I’ve been raised with animals of all types, and I like more of the new animals that I meet than the new people. Even for people who’ve never had any time around a family dog or seen a horse, how can they possibly do the cruel and horrible things that they do? One time in art class, the upperclassman boy I had a raging crush on laughingly related a story about injecting a kitten with gasoline and then lighting it on fire. It was told calmly, as if he were talking about a party the night before or a funny movie he’d seen. Other people, sometimes friends I’ve known for a long time and who have always seemed to be very good people, think nothing of brutally kicking their dog out of the way, teasing and terrifying their cockatiel, small side actions done with no thought.

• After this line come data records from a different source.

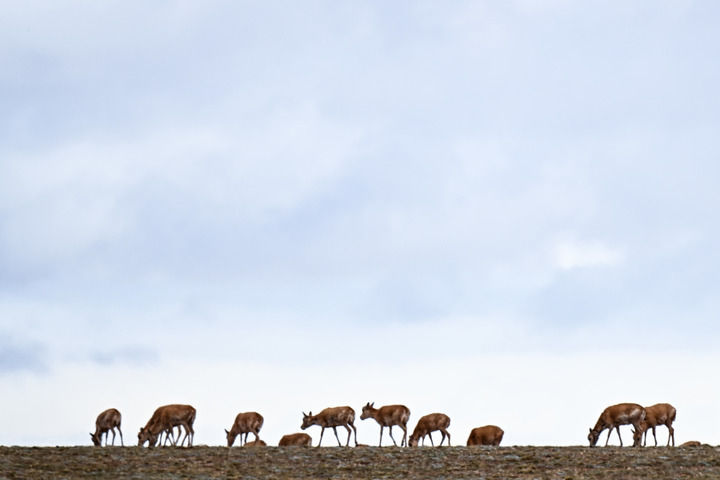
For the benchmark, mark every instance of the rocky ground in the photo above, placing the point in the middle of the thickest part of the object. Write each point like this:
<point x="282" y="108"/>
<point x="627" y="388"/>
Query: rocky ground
<point x="360" y="463"/>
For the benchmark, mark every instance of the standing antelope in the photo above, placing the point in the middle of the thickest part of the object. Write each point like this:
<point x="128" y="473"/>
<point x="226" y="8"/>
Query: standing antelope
<point x="108" y="420"/>
<point x="166" y="418"/>
<point x="613" y="417"/>
<point x="659" y="414"/>
<point x="295" y="440"/>
<point x="428" y="424"/>
<point x="255" y="443"/>
<point x="332" y="417"/>
<point x="388" y="416"/>
<point x="487" y="435"/>
<point x="245" y="423"/>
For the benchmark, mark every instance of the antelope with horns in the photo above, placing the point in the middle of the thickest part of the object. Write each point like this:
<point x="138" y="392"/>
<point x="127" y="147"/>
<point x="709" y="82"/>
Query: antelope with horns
<point x="388" y="416"/>
<point x="332" y="417"/>
<point x="245" y="423"/>
<point x="616" y="415"/>
<point x="166" y="418"/>
<point x="108" y="420"/>
<point x="659" y="414"/>
<point x="428" y="424"/>
<point x="295" y="440"/>
<point x="487" y="435"/>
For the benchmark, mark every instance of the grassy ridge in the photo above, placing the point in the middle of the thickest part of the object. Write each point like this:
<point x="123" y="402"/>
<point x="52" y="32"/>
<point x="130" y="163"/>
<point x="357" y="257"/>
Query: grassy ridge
<point x="360" y="463"/>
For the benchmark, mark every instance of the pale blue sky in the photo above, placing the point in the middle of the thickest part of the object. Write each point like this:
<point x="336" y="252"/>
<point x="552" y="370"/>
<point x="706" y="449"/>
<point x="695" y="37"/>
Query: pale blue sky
<point x="336" y="185"/>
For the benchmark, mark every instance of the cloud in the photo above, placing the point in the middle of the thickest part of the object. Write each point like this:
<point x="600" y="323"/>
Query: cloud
<point x="128" y="355"/>
<point x="18" y="356"/>
<point x="569" y="255"/>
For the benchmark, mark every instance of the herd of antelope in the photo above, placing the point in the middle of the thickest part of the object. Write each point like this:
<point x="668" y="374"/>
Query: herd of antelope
<point x="166" y="418"/>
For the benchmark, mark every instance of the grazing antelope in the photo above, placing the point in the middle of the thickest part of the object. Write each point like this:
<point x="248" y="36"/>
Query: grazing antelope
<point x="108" y="420"/>
<point x="428" y="424"/>
<point x="388" y="416"/>
<point x="166" y="418"/>
<point x="295" y="440"/>
<point x="332" y="417"/>
<point x="487" y="435"/>
<point x="656" y="415"/>
<point x="245" y="423"/>
<point x="613" y="417"/>
<point x="255" y="443"/>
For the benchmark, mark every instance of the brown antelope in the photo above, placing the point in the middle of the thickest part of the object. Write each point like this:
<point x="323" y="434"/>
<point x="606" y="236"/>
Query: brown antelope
<point x="255" y="443"/>
<point x="295" y="440"/>
<point x="332" y="418"/>
<point x="659" y="414"/>
<point x="691" y="443"/>
<point x="613" y="417"/>
<point x="108" y="420"/>
<point x="388" y="416"/>
<point x="164" y="419"/>
<point x="487" y="435"/>
<point x="245" y="423"/>
<point x="428" y="424"/>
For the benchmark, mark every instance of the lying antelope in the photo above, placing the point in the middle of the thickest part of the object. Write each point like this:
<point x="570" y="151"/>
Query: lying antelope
<point x="388" y="416"/>
<point x="428" y="424"/>
<point x="613" y="417"/>
<point x="108" y="420"/>
<point x="656" y="415"/>
<point x="332" y="418"/>
<point x="487" y="435"/>
<point x="164" y="419"/>
<point x="245" y="423"/>
<point x="295" y="440"/>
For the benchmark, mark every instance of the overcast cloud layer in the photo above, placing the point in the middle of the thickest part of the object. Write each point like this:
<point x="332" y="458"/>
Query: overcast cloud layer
<point x="363" y="195"/>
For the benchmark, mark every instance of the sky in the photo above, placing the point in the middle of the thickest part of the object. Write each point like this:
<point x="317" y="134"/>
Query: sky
<point x="505" y="211"/>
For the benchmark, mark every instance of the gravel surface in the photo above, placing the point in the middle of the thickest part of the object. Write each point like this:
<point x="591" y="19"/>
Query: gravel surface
<point x="360" y="463"/>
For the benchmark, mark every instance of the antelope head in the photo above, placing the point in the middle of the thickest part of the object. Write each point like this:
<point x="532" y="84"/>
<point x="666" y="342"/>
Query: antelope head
<point x="144" y="435"/>
<point x="307" y="420"/>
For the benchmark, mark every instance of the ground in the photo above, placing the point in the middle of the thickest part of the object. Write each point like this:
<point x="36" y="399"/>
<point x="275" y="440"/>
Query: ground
<point x="476" y="463"/>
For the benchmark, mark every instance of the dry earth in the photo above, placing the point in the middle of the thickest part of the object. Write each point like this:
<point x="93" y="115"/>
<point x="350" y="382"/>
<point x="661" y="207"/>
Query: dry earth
<point x="360" y="463"/>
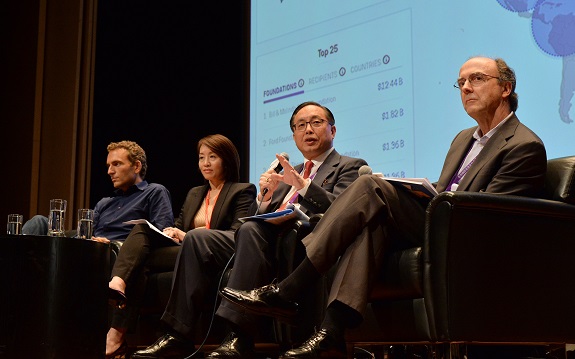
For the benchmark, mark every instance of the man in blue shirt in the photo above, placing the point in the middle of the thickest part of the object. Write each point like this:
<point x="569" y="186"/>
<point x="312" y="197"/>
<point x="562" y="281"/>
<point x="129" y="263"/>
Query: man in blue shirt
<point x="133" y="198"/>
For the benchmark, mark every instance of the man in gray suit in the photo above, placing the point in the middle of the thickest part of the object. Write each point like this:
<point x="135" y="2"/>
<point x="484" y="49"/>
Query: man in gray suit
<point x="327" y="174"/>
<point x="500" y="155"/>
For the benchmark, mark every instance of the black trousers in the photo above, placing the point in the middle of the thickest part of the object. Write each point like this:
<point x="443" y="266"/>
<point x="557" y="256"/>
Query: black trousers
<point x="130" y="265"/>
<point x="201" y="260"/>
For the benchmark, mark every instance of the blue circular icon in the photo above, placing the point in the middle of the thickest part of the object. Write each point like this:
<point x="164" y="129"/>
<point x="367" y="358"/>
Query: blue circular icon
<point x="553" y="24"/>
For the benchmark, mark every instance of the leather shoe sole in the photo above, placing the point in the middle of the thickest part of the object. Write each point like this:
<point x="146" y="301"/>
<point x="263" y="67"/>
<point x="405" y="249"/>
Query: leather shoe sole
<point x="320" y="345"/>
<point x="233" y="347"/>
<point x="263" y="301"/>
<point x="165" y="347"/>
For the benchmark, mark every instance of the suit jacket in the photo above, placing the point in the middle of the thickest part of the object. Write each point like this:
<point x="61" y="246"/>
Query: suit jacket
<point x="513" y="162"/>
<point x="334" y="175"/>
<point x="233" y="203"/>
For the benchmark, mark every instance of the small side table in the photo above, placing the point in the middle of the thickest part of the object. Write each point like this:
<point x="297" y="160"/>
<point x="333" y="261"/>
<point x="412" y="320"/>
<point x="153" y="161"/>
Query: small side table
<point x="53" y="297"/>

I have a very hard time understanding this, and frankly, I believe that parents need to take more responsibility in helping children understand that animals feel pain and emotion. When I was about five, I got bored and pulled on our cat’s tail, and believe me, my mom put an end to that pretty quick, and she also explained to me that I was hurting Petunia. It sickens me and worries me that casual cruelty to animals is so rampant, and these actions are fairly minor in the broad scope of things humans do  to our fellow animals.

Yes, I realize that many, many human beings go through unbelievable tribulations every day. This also saddens me deeply. Of course, some cruelties will always be practicd on both animals and people, no matter what we do. But maybe teaching sympathy for the so-called ‘lesser life forms’ would engender sympathy for the so-called ‘higher beings’? I believe that more stringent action is needed. Say something when your friend kicks their dog! Report the person next door who is starving their horses! Please, please do something to stop this disgusting cycle, and teach everyone you can!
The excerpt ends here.